Neural Networks May Converge on an Inferior Solution. Neural networks usually converge on some solution for any given training set. Unfortunately, there is no guarantee that this solution provides the best model of the data.
The main strengths of statistical methods are:
·
Statistical methods works well with categorical, numeric, and
textual data
·
Easy to apply
Statistics Can Be Performed on Diverse Data Types. By choosing different distance measures, methods can be a plied to almost any kind of data. It is possible to find probabilistic distributions in collections of news stories or insurance claims just as in financial data.
Statistical methods are Easy to Apply. Most statistical techniques require very little massaging of the input data and there is no need to identify particular fields as inputs and others as outputs.

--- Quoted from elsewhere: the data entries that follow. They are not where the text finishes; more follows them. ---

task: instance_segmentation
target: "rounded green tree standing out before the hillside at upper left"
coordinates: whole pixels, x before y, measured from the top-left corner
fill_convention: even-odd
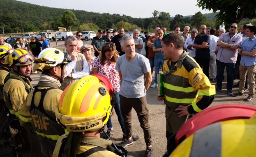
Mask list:
[[[71,10],[67,10],[63,13],[62,22],[65,27],[71,29],[77,22],[76,15]]]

The main weaknesses of statistical methods are:
· Wrong assumptions will result in bad performance
· It can be hard to interpret the resulting clusters
· Retrieval Time is expensive
Difficulty with Assumptions. The domain assumptions play a major part in the use of statistical methods and even which one is appropriate. For example, Naïve Bayes assumes there is little correlation among the attributes of a dataset.
Difficulty Interpreting Results. A strength of a statistical method is that it is an unsupervised knowledge discovery technique. The flip side is that when you don’t know what you are looking for, you may not recognize it when you find it.
Computationally Expensive to Retrieve. The process of retrieving query results is computationally expensive. However, given probabilistic assumptions, it is possible that simpler methods would be appropriate.